RlogoApache Hive is a good tool for performing ETL and basic analytics but is limited in statistical analysis and data exploration capabilities. R, on the other hand, has become a preferred language for analytics, as it offers a wide variety of statistical and graphical packages. The downside is that R is single threaded and memory intensive thus making it difficult to work with data at scale.

At StampedeCon 2014 on May 29-30 in St. Louis, RichRelevance’s Senior Software Engineer Sukhendu Chakraborty will discuss the R to Hive connector package they’ve developed to meet their need of using R on terabytes of data feasibly while maintaining R code that is independent of the data source.

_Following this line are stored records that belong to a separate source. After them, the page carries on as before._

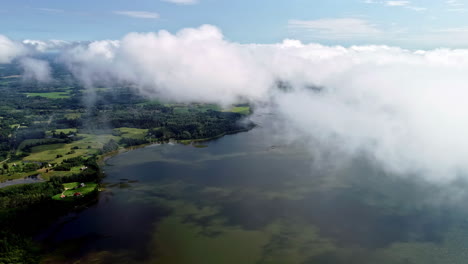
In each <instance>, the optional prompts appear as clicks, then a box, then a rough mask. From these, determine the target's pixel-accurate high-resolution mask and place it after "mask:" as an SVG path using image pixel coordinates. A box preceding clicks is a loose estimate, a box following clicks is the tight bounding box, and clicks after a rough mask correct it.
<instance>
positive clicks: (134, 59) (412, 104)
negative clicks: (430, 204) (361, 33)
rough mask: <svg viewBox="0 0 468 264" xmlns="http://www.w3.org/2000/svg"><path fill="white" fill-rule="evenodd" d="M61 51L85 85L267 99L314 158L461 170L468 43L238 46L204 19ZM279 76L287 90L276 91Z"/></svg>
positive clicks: (175, 94)
mask: <svg viewBox="0 0 468 264" xmlns="http://www.w3.org/2000/svg"><path fill="white" fill-rule="evenodd" d="M313 25H314V27H317V24H313ZM318 25H320V23H319V24H318ZM318 28H319V29H320V28H321V27H320V26H319V27H318ZM63 59H64V60H65V61H67V63H68V65H70V67H71V69H72V70H73V71H74V72H75V74H77V76H78V77H79V78H81V79H82V80H84V81H85V82H86V83H87V84H88V85H92V84H93V82H95V81H99V82H103V81H109V82H125V83H131V84H132V85H133V87H134V89H136V90H137V91H138V92H139V93H142V94H145V95H148V96H154V97H158V98H160V99H169V100H177V101H181V102H192V101H201V102H217V103H222V104H231V103H235V102H239V101H245V100H248V101H250V102H251V103H253V104H255V103H256V102H270V103H271V104H270V105H275V107H276V111H277V113H278V114H279V115H280V116H282V117H284V119H283V120H285V121H284V122H286V123H284V126H283V127H289V128H290V129H292V130H293V131H294V133H291V134H289V135H288V136H285V137H284V138H285V139H290V140H297V141H298V142H301V144H303V145H307V144H309V143H307V142H310V144H311V146H310V150H311V151H313V152H314V153H315V154H316V157H319V156H320V155H321V154H322V153H327V154H329V153H330V152H332V153H336V154H337V155H344V156H347V157H351V158H352V157H356V156H362V155H364V156H366V157H367V158H369V159H372V160H374V161H375V162H377V163H378V164H380V165H381V167H382V168H384V169H385V170H387V171H390V172H393V173H402V174H407V173H412V174H417V175H420V176H421V177H425V178H426V179H429V180H433V181H451V180H453V179H455V178H456V177H457V176H460V175H465V176H466V175H467V173H468V163H467V162H466V157H468V141H467V140H466V135H467V134H468V119H467V118H466V113H467V112H468V105H467V104H466V100H465V99H466V98H467V97H468V89H467V88H466V83H468V75H466V69H467V68H468V50H451V49H437V50H431V51H409V50H405V49H401V48H395V47H388V46H353V47H350V48H345V47H340V46H335V47H328V46H323V45H318V44H303V43H301V42H300V41H297V40H286V41H284V42H282V43H278V44H270V45H259V44H236V43H231V42H228V41H226V40H225V39H224V37H223V35H222V33H221V32H220V31H219V30H218V29H217V28H215V27H213V26H203V27H200V28H197V29H184V30H182V31H180V32H178V33H177V34H171V33H169V32H167V31H160V32H158V33H147V34H140V33H131V34H128V35H127V36H125V37H124V38H123V39H122V40H120V41H118V42H116V41H101V42H94V43H91V44H89V45H83V46H81V47H75V48H73V49H71V50H69V51H68V52H66V53H64V54H63ZM277 80H283V81H286V82H289V83H291V87H292V89H291V90H290V91H288V92H281V91H279V90H278V89H276V88H275V85H274V84H275V82H276V81H277ZM310 85H314V86H316V87H323V89H322V90H321V91H317V89H309V88H307V87H310ZM260 105H261V104H259V106H258V107H260ZM330 162H336V160H331V161H330Z"/></svg>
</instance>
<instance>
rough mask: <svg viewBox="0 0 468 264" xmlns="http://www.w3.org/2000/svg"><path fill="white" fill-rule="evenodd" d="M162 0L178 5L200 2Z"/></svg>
mask: <svg viewBox="0 0 468 264" xmlns="http://www.w3.org/2000/svg"><path fill="white" fill-rule="evenodd" d="M162 1H163V2H169V3H173V4H177V5H193V4H197V3H198V0H162Z"/></svg>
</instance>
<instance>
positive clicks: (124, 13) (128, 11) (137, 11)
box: [114, 11, 159, 19]
mask: <svg viewBox="0 0 468 264" xmlns="http://www.w3.org/2000/svg"><path fill="white" fill-rule="evenodd" d="M114 14H116V15H121V16H128V17H134V18H146V19H156V18H159V14H158V13H155V12H147V11H114Z"/></svg>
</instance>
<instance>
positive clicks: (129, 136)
mask: <svg viewBox="0 0 468 264" xmlns="http://www.w3.org/2000/svg"><path fill="white" fill-rule="evenodd" d="M114 130H115V131H118V132H119V133H120V134H121V137H123V138H133V139H144V138H145V137H146V134H148V129H140V128H130V127H121V128H115V129H114Z"/></svg>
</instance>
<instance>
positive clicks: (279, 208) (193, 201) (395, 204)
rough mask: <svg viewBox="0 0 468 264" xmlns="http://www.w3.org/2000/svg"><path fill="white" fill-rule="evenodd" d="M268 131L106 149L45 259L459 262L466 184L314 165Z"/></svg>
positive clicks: (461, 261)
mask: <svg viewBox="0 0 468 264" xmlns="http://www.w3.org/2000/svg"><path fill="white" fill-rule="evenodd" d="M268 133H269V130H268V129H265V128H257V129H254V130H252V131H250V132H247V133H241V134H236V135H231V136H226V137H224V138H222V139H219V140H216V141H212V142H209V143H205V144H206V147H204V148H196V147H193V146H183V145H176V144H175V145H172V144H166V145H153V146H149V147H146V148H142V149H138V150H134V151H130V152H126V153H123V154H120V155H118V156H115V157H113V158H111V159H109V160H108V162H107V165H106V166H105V168H104V170H105V172H106V174H107V177H106V178H105V179H104V185H105V188H106V190H105V191H104V192H102V193H101V194H100V196H99V200H98V202H97V203H96V204H95V205H93V206H91V207H90V208H88V209H86V210H83V211H81V212H79V213H75V214H73V215H69V216H67V217H65V218H63V219H61V220H60V221H58V222H57V223H55V224H54V226H53V227H52V228H51V229H50V230H48V231H47V232H46V234H47V238H46V240H45V241H46V243H47V244H48V245H50V247H51V254H50V255H49V256H48V257H47V258H46V260H45V262H46V263H76V261H78V260H80V261H81V262H80V263H163V264H165V263H171V264H178V263H181V264H182V263H189V264H197V263H200V264H210V263H216V264H221V263H235V264H249V263H279V264H280V263H307V264H308V263H310V264H322V263H324V264H325V263H327V264H328V263H338V264H340V263H343V264H344V263H346V264H349V263H356V264H366V263H369V264H370V263H384V264H385V263H389V264H390V263H391V264H398V263H425V264H428V263H466V262H467V259H468V228H467V227H468V209H467V207H468V203H467V202H466V201H468V199H465V194H464V192H460V191H459V190H460V189H463V188H462V187H461V186H465V184H464V183H462V182H460V183H457V185H456V187H457V188H454V189H452V187H439V186H435V185H431V184H427V183H422V182H421V181H420V180H418V179H416V178H415V177H399V176H392V175H387V174H386V173H384V172H382V171H380V170H378V169H376V168H375V167H374V166H372V164H371V163H369V162H366V161H364V160H353V161H347V162H340V161H337V164H340V165H337V166H335V167H333V168H316V166H314V165H313V164H314V163H313V162H312V160H313V157H311V156H310V155H309V154H308V152H307V151H306V150H305V149H303V148H301V147H297V146H292V145H285V144H282V143H281V142H280V141H278V140H276V141H275V140H271V138H270V137H266V135H267V134H268ZM267 138H268V139H267ZM454 190H457V195H456V198H454V196H455V195H454V193H453V192H454Z"/></svg>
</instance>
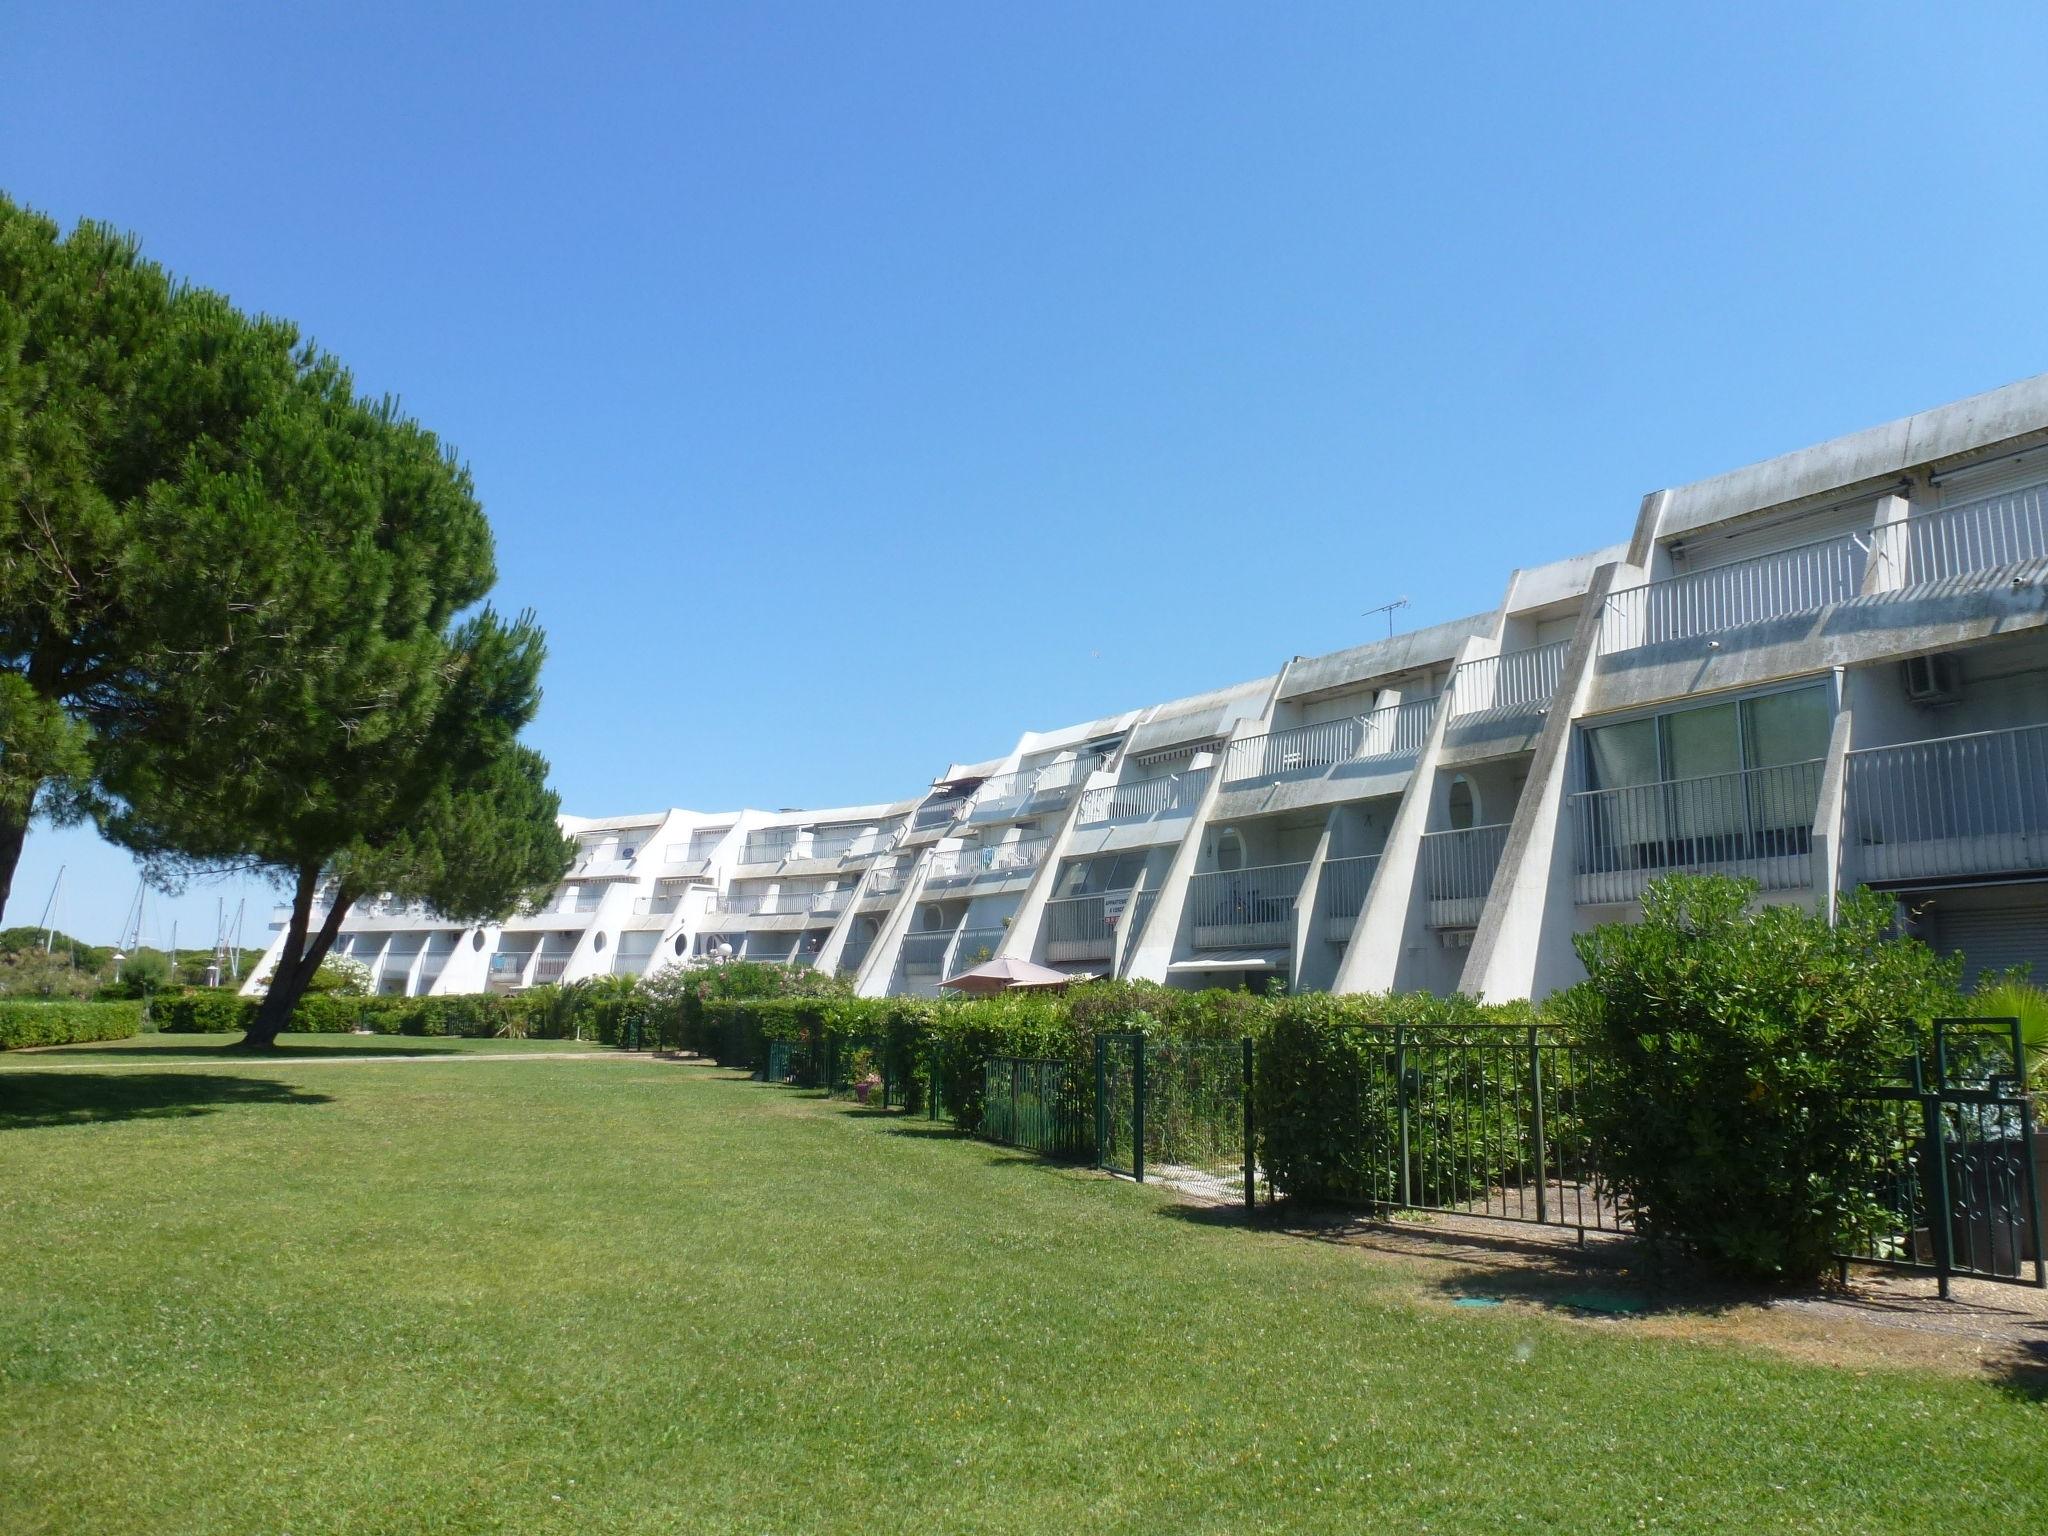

A number of existing open-source packages, such as Rhive, RHadoop and RHIPE address R’s scalability to different extents.  And, with some work, there are also ways to link R to optimized multi-threaded libraries.  In a detailed overview of RichRelevance’s approach, Chakraborty sites these advantages and differentiators of having an R to Hive connector:

  • R proxy object extensions: The connector would provide the much-needed transparency between R and the data source (Hive, Postgres, etc.) and computation platform (Hadoop).
  • Pluggable Query generation: The connector could separate physical query generation pertaining to a data source from the analytical logic written in R thus making the data source pluggable.
  • R as a scalable analytical tool: Data analysts are likely to perform the following steps once they have the raw data. All of these steps can be performed using the proposed R connector:
    1. Data cleanup: Filter out NAs, outliers, etc.
    2. Ad-hoc analytics: fivenums, stdev, summary, etc.
    3. Data preparation: Joining tables, project out columns, filter values, etc.
    4. Distributed analytics using Hadoop: Submit MR jobs on the Hadoop cluster from R and apply rich R analytical functions on the data-sets in a distributed fashion
    5. Result summarization and publishing: Accumulated results available readily in the client for inferences, reporting, etc.

Sukhendu Chakraborty will be speaking at StampedeCon 2014 and will go through a series of use cases demonstrating how this approach allows his team to bridge the gap between R and Hive and make big data analysis using R on terabytes of data feasible and in such that the data source is agnostic to the tools which are used to access it.